Web pages should be accessible to everyone without relying on sight, sound or touch. The following web sites can be used as guidelines:

Basic accessibility tips:

Images : Use the alt attribute. Text browsers and screen readers use alt text in place of images. For site navigation images, alt text is critical. Use empty double quotes as alt text for spacer images. Avoid animations.
Hypertext links : Use text that makes sense when read out of context. Refrain from the use of "click here."
Skip Navigation: Put an invisible link near the top of your page to an anchor at the beginning of your page-specific content. This gives visitors using screen readers the option not to have to hear the same navigation links over and over again as they browse your site.
Page organization: Use headings, lists, and consistent structure. Use style sheets CSS for layout and font style wherever possible.
Tables: Make line by line reading sensible. Screen readers read from left to right, top to bottom. An example of inaccessible table design can be found at http://www.microsoft.com/usability/webconf/ lowney/lowney.htm #tables_frames .
Summarize your table contents with the caption tag or summary attribute. Rethink your content layout to eliminate the need for tables for structuring content.
Content: Do not convey important information solely through color, e.g., red text for required fields in forms. 10% of your users may be red-green colorblind and won't get your message if you don't spell it out.

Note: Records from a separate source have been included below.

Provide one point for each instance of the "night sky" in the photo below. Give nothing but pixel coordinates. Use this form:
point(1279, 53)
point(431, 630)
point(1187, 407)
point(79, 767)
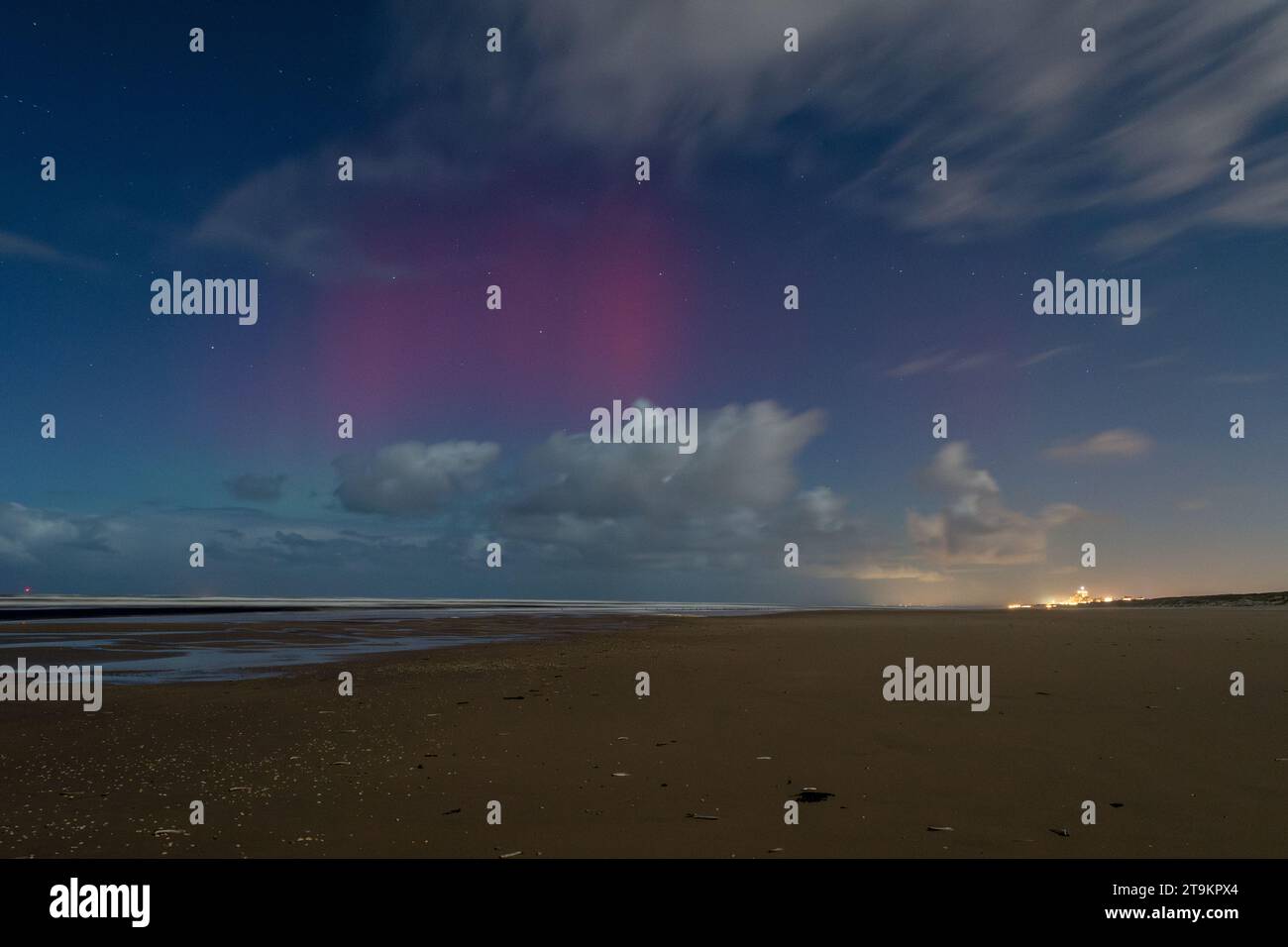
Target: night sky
point(768, 169)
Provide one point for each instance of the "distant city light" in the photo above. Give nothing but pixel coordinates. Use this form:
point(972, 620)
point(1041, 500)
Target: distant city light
point(1080, 598)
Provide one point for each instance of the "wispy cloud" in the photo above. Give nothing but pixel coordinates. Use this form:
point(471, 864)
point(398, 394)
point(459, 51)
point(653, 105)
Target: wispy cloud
point(1239, 379)
point(1120, 442)
point(945, 361)
point(1044, 356)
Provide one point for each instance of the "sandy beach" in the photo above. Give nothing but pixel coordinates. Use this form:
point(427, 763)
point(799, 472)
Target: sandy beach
point(1127, 707)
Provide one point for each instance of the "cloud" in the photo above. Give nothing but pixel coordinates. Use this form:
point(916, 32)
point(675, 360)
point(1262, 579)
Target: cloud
point(17, 245)
point(975, 528)
point(1239, 379)
point(732, 504)
point(947, 361)
point(31, 535)
point(1120, 442)
point(1044, 356)
point(257, 487)
point(1158, 361)
point(1153, 115)
point(294, 214)
point(877, 573)
point(411, 478)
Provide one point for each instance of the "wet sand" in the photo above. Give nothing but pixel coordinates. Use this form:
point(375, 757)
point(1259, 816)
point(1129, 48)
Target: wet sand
point(1127, 707)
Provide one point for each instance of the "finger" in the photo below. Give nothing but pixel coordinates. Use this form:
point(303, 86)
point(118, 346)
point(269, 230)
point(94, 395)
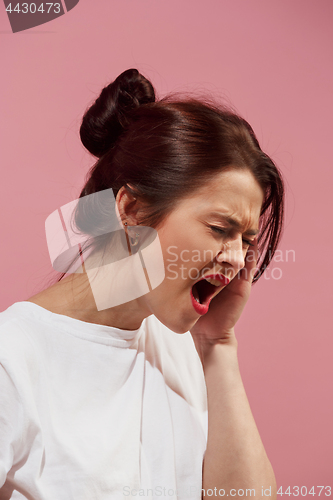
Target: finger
point(251, 259)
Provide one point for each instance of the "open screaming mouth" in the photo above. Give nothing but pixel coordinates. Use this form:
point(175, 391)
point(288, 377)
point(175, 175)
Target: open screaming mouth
point(204, 289)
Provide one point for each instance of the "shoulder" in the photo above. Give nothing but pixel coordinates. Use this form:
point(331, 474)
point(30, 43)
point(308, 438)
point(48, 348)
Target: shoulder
point(17, 350)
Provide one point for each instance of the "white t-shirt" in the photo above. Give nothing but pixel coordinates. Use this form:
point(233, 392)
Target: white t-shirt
point(92, 412)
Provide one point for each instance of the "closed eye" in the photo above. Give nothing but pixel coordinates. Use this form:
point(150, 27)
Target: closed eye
point(223, 232)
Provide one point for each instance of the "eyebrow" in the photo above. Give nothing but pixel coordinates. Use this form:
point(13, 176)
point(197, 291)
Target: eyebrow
point(235, 223)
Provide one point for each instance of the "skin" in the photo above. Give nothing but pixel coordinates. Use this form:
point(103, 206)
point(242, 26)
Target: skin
point(235, 457)
point(191, 248)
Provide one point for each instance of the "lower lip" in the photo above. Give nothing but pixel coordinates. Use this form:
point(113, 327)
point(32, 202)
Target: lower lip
point(199, 308)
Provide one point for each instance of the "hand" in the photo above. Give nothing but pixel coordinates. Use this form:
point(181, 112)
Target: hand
point(217, 326)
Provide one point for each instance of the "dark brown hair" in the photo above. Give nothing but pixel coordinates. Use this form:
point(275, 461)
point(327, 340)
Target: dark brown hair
point(163, 151)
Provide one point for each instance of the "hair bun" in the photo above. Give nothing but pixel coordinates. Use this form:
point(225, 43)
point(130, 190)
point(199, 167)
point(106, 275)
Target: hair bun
point(106, 119)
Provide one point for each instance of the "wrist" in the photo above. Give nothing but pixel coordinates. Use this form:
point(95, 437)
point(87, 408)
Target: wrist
point(221, 353)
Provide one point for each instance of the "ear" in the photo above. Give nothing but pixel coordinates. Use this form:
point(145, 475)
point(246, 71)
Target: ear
point(128, 207)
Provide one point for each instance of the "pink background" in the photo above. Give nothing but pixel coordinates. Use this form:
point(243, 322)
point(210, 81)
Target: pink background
point(273, 60)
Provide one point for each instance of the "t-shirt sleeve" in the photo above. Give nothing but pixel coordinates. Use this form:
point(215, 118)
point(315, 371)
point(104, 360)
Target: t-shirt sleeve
point(11, 424)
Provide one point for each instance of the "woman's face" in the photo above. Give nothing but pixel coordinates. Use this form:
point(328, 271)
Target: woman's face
point(207, 234)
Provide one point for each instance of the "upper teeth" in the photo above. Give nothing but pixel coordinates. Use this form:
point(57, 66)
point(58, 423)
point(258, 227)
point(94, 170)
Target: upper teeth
point(212, 281)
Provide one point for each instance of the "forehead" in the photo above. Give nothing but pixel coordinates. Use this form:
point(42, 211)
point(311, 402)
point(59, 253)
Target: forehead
point(233, 193)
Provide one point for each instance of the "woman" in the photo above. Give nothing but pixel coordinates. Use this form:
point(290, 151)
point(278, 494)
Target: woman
point(114, 399)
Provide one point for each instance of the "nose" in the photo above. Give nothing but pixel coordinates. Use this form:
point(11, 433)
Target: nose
point(232, 255)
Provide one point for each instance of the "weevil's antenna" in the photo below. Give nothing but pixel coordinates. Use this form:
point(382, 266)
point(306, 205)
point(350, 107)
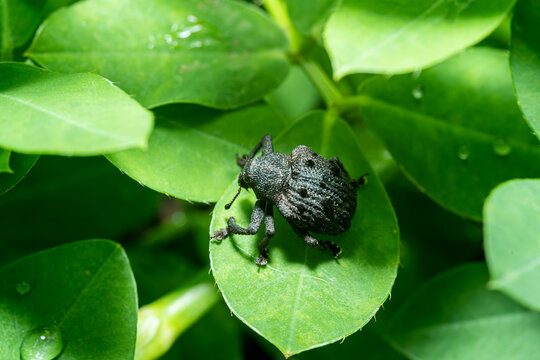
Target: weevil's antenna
point(228, 206)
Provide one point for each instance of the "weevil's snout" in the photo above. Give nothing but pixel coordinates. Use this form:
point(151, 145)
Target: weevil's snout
point(243, 178)
point(243, 181)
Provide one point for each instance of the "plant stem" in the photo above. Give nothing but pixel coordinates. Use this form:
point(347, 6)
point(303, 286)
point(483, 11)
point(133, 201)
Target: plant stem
point(278, 10)
point(328, 90)
point(6, 47)
point(162, 321)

You will find some helpful resources in the Color and Graphics section of this site.
Use white space aesthetically. If your text is too dense, people won't read it. Use bullets or numbered lists for succinct bits of information. Use style sheets for text formatting.

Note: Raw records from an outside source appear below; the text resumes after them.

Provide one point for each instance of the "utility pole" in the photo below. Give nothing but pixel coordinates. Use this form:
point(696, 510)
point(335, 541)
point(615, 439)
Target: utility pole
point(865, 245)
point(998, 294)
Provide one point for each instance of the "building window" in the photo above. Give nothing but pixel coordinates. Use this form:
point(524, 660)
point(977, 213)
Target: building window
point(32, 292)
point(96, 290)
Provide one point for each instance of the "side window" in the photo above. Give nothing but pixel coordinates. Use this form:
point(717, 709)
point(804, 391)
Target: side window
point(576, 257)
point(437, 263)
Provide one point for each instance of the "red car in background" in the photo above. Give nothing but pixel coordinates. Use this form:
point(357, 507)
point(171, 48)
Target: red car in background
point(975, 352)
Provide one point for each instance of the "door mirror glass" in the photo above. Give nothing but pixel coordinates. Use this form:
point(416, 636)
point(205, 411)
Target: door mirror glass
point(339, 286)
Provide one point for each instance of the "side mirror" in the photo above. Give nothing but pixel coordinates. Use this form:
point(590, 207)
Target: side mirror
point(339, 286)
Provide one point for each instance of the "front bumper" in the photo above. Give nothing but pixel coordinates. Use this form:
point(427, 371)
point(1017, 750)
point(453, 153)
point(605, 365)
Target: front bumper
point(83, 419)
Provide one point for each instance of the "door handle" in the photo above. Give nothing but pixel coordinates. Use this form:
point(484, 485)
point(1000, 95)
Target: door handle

Include an email link alternative on form pages.
Image maps: Use client-side MAP and alternative text for hotspots. Provide alternative links for navigation; do not rely solely on your image map
File names: Unix is case sensitive, and you can't use certain characters in the name such as a "space" or an asterisk. Name your files in all lower-case.
Page title: Always include meaningful language (40-50 characters including spaces) in your title. It will improve search placement.

Test your pages by viewing them on multiple browsers and platforms.
Check for dead links with one of the link checker utilities available for download from the resources page.